Son équipe a utilisé une technique appelée datation par luminescence pour montrer que les sédiments ont été exposés pour la dernière fois à la lumière du soleil il y a environ 416 000 ans, au cours d’une période interglaciaire connue en Grande-Bretagne sous le nom d’Hoxnien. « Le sédiment n’a pu être exposé à la lumière du soleil que s’il n’y avait plus de glace », explique M. Bierman.

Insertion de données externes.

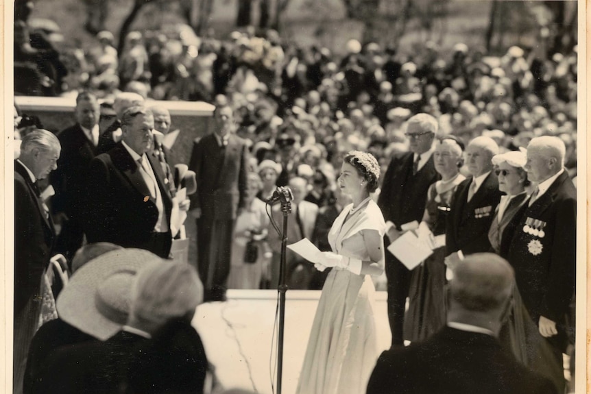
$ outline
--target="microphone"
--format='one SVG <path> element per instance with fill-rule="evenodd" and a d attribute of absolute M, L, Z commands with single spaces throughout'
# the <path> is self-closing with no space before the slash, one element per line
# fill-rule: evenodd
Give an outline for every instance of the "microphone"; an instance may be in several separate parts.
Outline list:
<path fill-rule="evenodd" d="M 282 204 L 286 204 L 293 199 L 293 195 L 291 194 L 291 189 L 287 186 L 279 186 L 273 192 L 273 195 L 271 196 L 267 204 L 273 205 L 279 201 L 281 201 Z"/>

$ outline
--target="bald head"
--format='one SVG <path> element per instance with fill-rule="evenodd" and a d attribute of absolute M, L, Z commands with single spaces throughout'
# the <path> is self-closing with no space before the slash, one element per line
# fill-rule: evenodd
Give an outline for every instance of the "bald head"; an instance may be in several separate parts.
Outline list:
<path fill-rule="evenodd" d="M 527 162 L 524 169 L 529 180 L 542 182 L 562 169 L 566 147 L 558 137 L 542 136 L 532 138 L 527 145 Z"/>
<path fill-rule="evenodd" d="M 154 106 L 149 108 L 154 114 L 154 127 L 163 134 L 168 134 L 170 130 L 170 112 L 160 106 Z"/>
<path fill-rule="evenodd" d="M 504 258 L 491 253 L 469 255 L 454 269 L 449 284 L 450 308 L 500 311 L 511 296 L 513 278 L 513 269 Z"/>
<path fill-rule="evenodd" d="M 121 119 L 123 112 L 128 108 L 142 106 L 143 103 L 144 99 L 140 95 L 132 92 L 123 92 L 115 97 L 113 109 L 117 114 L 117 118 Z"/>

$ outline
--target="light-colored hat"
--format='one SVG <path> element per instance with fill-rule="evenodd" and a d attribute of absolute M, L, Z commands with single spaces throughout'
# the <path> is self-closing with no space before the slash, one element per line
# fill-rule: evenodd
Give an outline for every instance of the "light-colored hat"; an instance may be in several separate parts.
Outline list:
<path fill-rule="evenodd" d="M 186 195 L 197 191 L 197 175 L 189 169 L 186 164 L 180 164 L 174 166 L 174 183 L 177 188 L 186 188 Z"/>
<path fill-rule="evenodd" d="M 282 169 L 282 167 L 281 167 L 281 164 L 280 163 L 276 163 L 273 160 L 269 160 L 267 159 L 261 162 L 261 163 L 258 164 L 258 168 L 257 169 L 256 172 L 261 173 L 261 171 L 262 171 L 265 169 L 271 169 L 272 170 L 274 170 L 275 172 L 277 173 L 277 174 L 278 175 L 281 173 L 281 170 Z"/>
<path fill-rule="evenodd" d="M 499 155 L 494 155 L 492 156 L 492 164 L 498 166 L 501 163 L 506 162 L 514 167 L 518 169 L 523 168 L 523 166 L 525 165 L 527 161 L 527 158 L 526 157 L 527 151 L 526 149 L 520 148 L 518 151 L 509 151 Z"/>
<path fill-rule="evenodd" d="M 181 317 L 203 301 L 203 284 L 195 269 L 185 262 L 146 267 L 131 290 L 130 313 L 141 319 L 165 323 Z"/>
<path fill-rule="evenodd" d="M 127 322 L 131 287 L 141 269 L 167 262 L 141 249 L 107 252 L 70 278 L 58 297 L 58 315 L 80 331 L 106 341 Z"/>

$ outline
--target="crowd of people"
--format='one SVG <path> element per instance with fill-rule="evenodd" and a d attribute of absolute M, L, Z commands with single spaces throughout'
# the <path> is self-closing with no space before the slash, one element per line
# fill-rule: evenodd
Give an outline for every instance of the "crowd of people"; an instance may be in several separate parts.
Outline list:
<path fill-rule="evenodd" d="M 286 186 L 293 194 L 290 243 L 307 238 L 322 251 L 315 262 L 291 251 L 286 257 L 290 288 L 322 289 L 299 393 L 359 393 L 367 382 L 368 393 L 405 384 L 407 392 L 429 393 L 422 384 L 430 380 L 447 388 L 442 392 L 473 392 L 467 371 L 486 368 L 474 362 L 447 380 L 450 367 L 437 357 L 461 358 L 449 344 L 470 352 L 483 335 L 481 362 L 494 360 L 507 376 L 522 371 L 523 380 L 515 380 L 527 375 L 540 392 L 564 391 L 562 355 L 574 343 L 576 47 L 546 57 L 514 46 L 494 56 L 459 43 L 448 58 L 433 42 L 407 55 L 352 40 L 339 58 L 246 29 L 197 44 L 133 32 L 118 54 L 112 34 L 97 39 L 80 59 L 79 77 L 70 79 L 80 90 L 75 126 L 56 136 L 15 108 L 22 143 L 15 162 L 14 382 L 25 391 L 47 392 L 53 379 L 54 387 L 71 392 L 162 392 L 171 381 L 202 392 L 210 367 L 189 325 L 193 312 L 203 301 L 225 301 L 230 286 L 277 287 L 282 240 L 275 223 L 282 214 L 265 203 Z M 15 38 L 15 53 L 20 48 L 27 69 L 56 86 L 43 74 L 43 56 L 26 42 Z M 106 130 L 99 99 L 116 114 Z M 195 140 L 189 162 L 169 162 L 162 138 L 170 114 L 148 108 L 147 99 L 215 104 L 211 132 Z M 197 223 L 196 271 L 163 261 L 182 236 L 177 218 L 187 215 Z M 385 249 L 409 232 L 429 234 L 433 247 L 413 269 Z M 81 247 L 105 243 L 127 249 L 75 264 Z M 98 261 L 95 269 L 113 278 L 91 294 L 85 280 L 99 275 L 91 269 Z M 110 261 L 117 266 L 110 273 L 103 271 Z M 137 278 L 117 278 L 136 268 Z M 75 271 L 70 282 L 48 285 L 48 272 L 60 269 Z M 383 273 L 392 350 L 378 358 L 373 293 Z M 54 274 L 53 281 L 67 276 Z M 86 308 L 96 312 L 88 319 L 69 309 L 81 308 L 84 294 L 105 297 L 104 308 Z M 99 319 L 117 330 L 95 332 Z M 47 349 L 36 336 L 53 336 L 51 330 L 72 342 Z M 412 343 L 408 351 L 400 349 L 405 341 Z M 145 356 L 132 357 L 137 349 Z M 108 369 L 89 373 L 89 354 L 107 367 L 118 365 L 117 379 L 101 375 L 112 373 Z M 432 369 L 407 359 L 433 360 Z M 64 365 L 71 374 L 53 370 Z M 182 371 L 188 380 L 154 371 Z M 423 373 L 430 378 L 419 378 Z M 479 382 L 527 392 L 495 373 Z"/>

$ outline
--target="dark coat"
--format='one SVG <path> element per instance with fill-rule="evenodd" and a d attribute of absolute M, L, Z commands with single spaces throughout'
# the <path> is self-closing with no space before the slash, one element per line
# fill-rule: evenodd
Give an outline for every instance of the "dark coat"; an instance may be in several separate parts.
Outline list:
<path fill-rule="evenodd" d="M 40 297 L 41 275 L 49 264 L 55 230 L 39 190 L 19 161 L 14 162 L 14 315 Z M 38 298 L 40 299 L 40 298 Z"/>
<path fill-rule="evenodd" d="M 407 223 L 421 221 L 426 204 L 427 190 L 439 176 L 435 171 L 433 155 L 415 174 L 412 174 L 414 153 L 396 153 L 388 165 L 378 206 L 384 220 L 396 227 Z"/>
<path fill-rule="evenodd" d="M 195 142 L 189 165 L 197 179 L 191 208 L 201 208 L 202 216 L 215 220 L 234 220 L 245 206 L 247 154 L 243 140 L 233 134 L 225 149 L 213 134 Z"/>
<path fill-rule="evenodd" d="M 58 138 L 62 153 L 57 169 L 51 173 L 51 185 L 56 190 L 52 209 L 56 212 L 64 212 L 68 217 L 79 215 L 88 179 L 88 166 L 98 149 L 79 124 L 58 133 Z"/>
<path fill-rule="evenodd" d="M 93 341 L 96 341 L 93 336 L 60 318 L 42 325 L 35 333 L 29 349 L 25 371 L 24 394 L 33 393 L 33 388 L 41 383 L 41 371 L 47 367 L 47 358 L 52 352 L 64 347 L 69 348 Z"/>
<path fill-rule="evenodd" d="M 162 167 L 152 155 L 146 156 L 169 223 L 172 200 L 164 183 Z M 91 162 L 88 176 L 91 182 L 87 188 L 84 218 L 88 242 L 142 248 L 150 239 L 158 212 L 137 163 L 122 143 L 95 158 Z"/>
<path fill-rule="evenodd" d="M 531 206 L 526 203 L 509 250 L 517 287 L 537 323 L 540 315 L 564 323 L 575 293 L 577 190 L 562 173 Z M 544 224 L 544 236 L 528 234 L 531 219 Z"/>
<path fill-rule="evenodd" d="M 422 343 L 396 347 L 378 359 L 367 394 L 556 393 L 485 334 L 446 327 Z"/>
<path fill-rule="evenodd" d="M 488 175 L 467 202 L 471 177 L 459 184 L 451 203 L 446 227 L 446 253 L 461 250 L 465 255 L 490 251 L 488 230 L 494 210 L 500 201 L 498 180 L 494 172 Z"/>

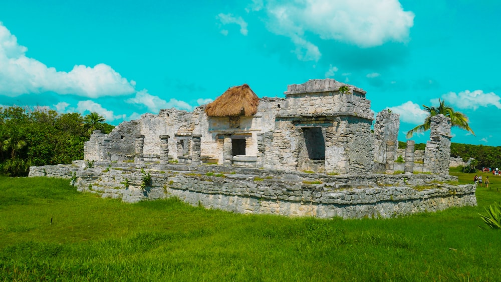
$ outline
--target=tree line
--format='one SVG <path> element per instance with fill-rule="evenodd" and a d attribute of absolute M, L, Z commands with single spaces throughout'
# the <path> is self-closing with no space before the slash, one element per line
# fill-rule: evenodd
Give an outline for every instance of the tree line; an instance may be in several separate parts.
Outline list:
<path fill-rule="evenodd" d="M 92 131 L 114 127 L 104 121 L 95 112 L 82 116 L 43 107 L 0 107 L 0 174 L 24 176 L 31 166 L 83 159 Z"/>

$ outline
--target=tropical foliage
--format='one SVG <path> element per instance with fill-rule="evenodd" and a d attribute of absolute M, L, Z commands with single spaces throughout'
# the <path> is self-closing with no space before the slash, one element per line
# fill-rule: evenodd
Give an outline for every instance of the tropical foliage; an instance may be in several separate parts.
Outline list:
<path fill-rule="evenodd" d="M 492 229 L 501 229 L 501 205 L 494 203 L 485 208 L 486 215 L 480 214 L 483 222 Z M 481 228 L 481 226 L 479 225 Z"/>
<path fill-rule="evenodd" d="M 438 99 L 438 107 L 423 105 L 424 110 L 428 112 L 428 116 L 424 119 L 424 123 L 407 132 L 407 139 L 411 138 L 414 133 L 420 133 L 428 130 L 431 124 L 431 117 L 437 115 L 443 115 L 446 117 L 450 118 L 450 123 L 453 127 L 467 130 L 473 135 L 475 135 L 468 124 L 469 120 L 466 115 L 455 111 L 450 105 L 445 104 L 445 100 Z"/>
<path fill-rule="evenodd" d="M 0 174 L 24 175 L 30 166 L 83 159 L 92 130 L 113 129 L 104 121 L 97 113 L 82 117 L 41 107 L 0 107 Z"/>

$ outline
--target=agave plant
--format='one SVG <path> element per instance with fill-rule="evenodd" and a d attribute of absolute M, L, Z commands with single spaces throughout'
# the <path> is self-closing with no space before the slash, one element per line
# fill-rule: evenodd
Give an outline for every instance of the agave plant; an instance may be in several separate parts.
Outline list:
<path fill-rule="evenodd" d="M 493 205 L 490 205 L 488 208 L 486 207 L 485 211 L 487 211 L 486 215 L 478 214 L 481 216 L 483 222 L 492 229 L 501 229 L 501 205 L 494 203 Z M 479 225 L 478 227 L 482 228 Z"/>

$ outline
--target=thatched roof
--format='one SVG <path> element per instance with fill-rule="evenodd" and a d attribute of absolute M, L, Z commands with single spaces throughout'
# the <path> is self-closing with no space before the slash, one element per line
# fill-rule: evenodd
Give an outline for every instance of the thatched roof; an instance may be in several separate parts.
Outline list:
<path fill-rule="evenodd" d="M 253 116 L 258 112 L 259 97 L 246 84 L 228 88 L 214 102 L 207 105 L 209 117 Z"/>

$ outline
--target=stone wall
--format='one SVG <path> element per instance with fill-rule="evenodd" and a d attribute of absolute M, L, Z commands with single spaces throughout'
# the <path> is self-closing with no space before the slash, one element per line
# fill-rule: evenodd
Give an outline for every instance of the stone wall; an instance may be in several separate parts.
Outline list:
<path fill-rule="evenodd" d="M 193 205 L 242 213 L 386 218 L 476 204 L 474 185 L 436 184 L 457 179 L 448 175 L 329 176 L 224 166 L 143 165 L 152 179 L 143 189 L 145 174 L 139 168 L 126 163 L 97 164 L 102 166 L 83 167 L 85 162 L 75 162 L 32 167 L 30 176 L 70 179 L 79 191 L 127 202 L 175 196 Z"/>
<path fill-rule="evenodd" d="M 394 150 L 390 155 L 395 156 L 398 147 L 398 131 L 400 128 L 400 115 L 393 114 L 388 110 L 384 110 L 376 116 L 374 127 L 374 171 L 383 173 L 386 171 L 387 143 L 391 142 Z M 403 155 L 402 155 L 402 156 Z M 391 160 L 395 160 L 394 159 Z M 394 169 L 394 170 L 397 170 Z"/>

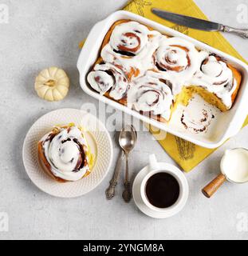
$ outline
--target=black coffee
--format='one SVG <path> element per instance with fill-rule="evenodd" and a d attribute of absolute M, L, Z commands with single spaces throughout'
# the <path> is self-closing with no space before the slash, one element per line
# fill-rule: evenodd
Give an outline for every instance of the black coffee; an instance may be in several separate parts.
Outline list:
<path fill-rule="evenodd" d="M 167 208 L 179 197 L 179 184 L 172 175 L 157 173 L 147 182 L 145 192 L 149 202 L 158 208 Z"/>

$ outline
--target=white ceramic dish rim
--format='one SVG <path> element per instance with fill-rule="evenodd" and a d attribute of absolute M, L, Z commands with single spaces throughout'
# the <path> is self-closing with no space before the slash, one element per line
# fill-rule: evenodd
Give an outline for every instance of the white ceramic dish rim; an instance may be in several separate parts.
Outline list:
<path fill-rule="evenodd" d="M 137 21 L 144 25 L 153 27 L 155 30 L 160 31 L 161 33 L 167 34 L 171 36 L 178 36 L 182 38 L 185 38 L 195 45 L 196 47 L 203 50 L 208 50 L 209 52 L 216 54 L 222 58 L 225 58 L 228 62 L 232 63 L 235 66 L 242 74 L 242 84 L 239 90 L 238 102 L 236 101 L 235 108 L 231 121 L 226 123 L 226 130 L 223 130 L 223 134 L 219 136 L 220 138 L 216 141 L 211 141 L 204 138 L 198 138 L 190 136 L 188 134 L 176 131 L 171 127 L 164 126 L 163 123 L 158 121 L 151 119 L 144 115 L 140 114 L 136 110 L 131 110 L 125 106 L 123 106 L 118 102 L 114 102 L 107 97 L 102 96 L 96 91 L 93 91 L 89 88 L 86 82 L 86 77 L 95 62 L 97 56 L 99 55 L 99 50 L 104 40 L 104 36 L 110 29 L 111 26 L 118 20 L 120 19 L 132 19 Z M 98 99 L 100 102 L 107 103 L 111 106 L 124 111 L 133 117 L 140 119 L 148 124 L 152 125 L 162 130 L 167 131 L 177 137 L 182 138 L 187 141 L 189 141 L 194 144 L 206 147 L 206 148 L 217 148 L 225 142 L 228 138 L 234 136 L 241 130 L 246 118 L 247 116 L 246 102 L 248 102 L 248 66 L 246 64 L 238 60 L 238 58 L 232 57 L 224 52 L 222 52 L 215 48 L 213 48 L 203 42 L 190 38 L 180 32 L 175 31 L 172 29 L 166 27 L 159 23 L 147 19 L 144 17 L 137 14 L 124 11 L 119 10 L 111 15 L 109 15 L 104 20 L 96 23 L 91 32 L 89 33 L 87 40 L 85 41 L 85 46 L 80 54 L 77 69 L 80 73 L 80 83 L 83 90 L 89 95 Z"/>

Les chercheurs ont ensuite utilisé des modèles informatiques pour déterminer la quantité de glace du Groenland qui a dû fondre ou glisser dans l’océan pour qu’il n’y ait plus de glace sur le site de Camp Century. Au minimum, le Groenland a perdu suffisamment de glace pour faire monter le niveau global de la mer de 1,5 mètre, et même de 5 mètres, selon ces modèles.
Selon les estimations, la température moyenne de la planète au cours de l’Hoxnien était de 1 à 1,5 °C plus élevée qu’avant le début de l’ère industrielle, c’est-à-dire à peu près ce qu’elle est aujourd’hui, explique M. Bierman.
Une hauteur de 4 à 27 centimètres d’ici à 2100
Toutefois, comme cette période interglaciaire de l’Hoxnien a duré environ 30 000 ans, cette étude ne permet pas de savoir combien de temps il faudrait pour faire fondre la glace. Le groupe d’experts intergouvernemental sur l’évolution du climat prévoit que le Groenland contribuera à l’élévation du niveau de la mer à l’échelle mondiale; à hauteur de 4 à 27 centimètres d’ici à 2100, et plus encore par la suite.
« Il est difficile de trouver de telles données datant de périodes où la Terre était moins glacée, car la plupart des endroits sont aujourd’hui recouverts de glace », explique Andrew Shepherd, de l’université de Northumbria, au Royaume-Uni. « Plus il y a de preuves de ce type, mieux c’est, car elles renforcent la confiance dans nos projections.
Cette recherche a été publiée dans Science.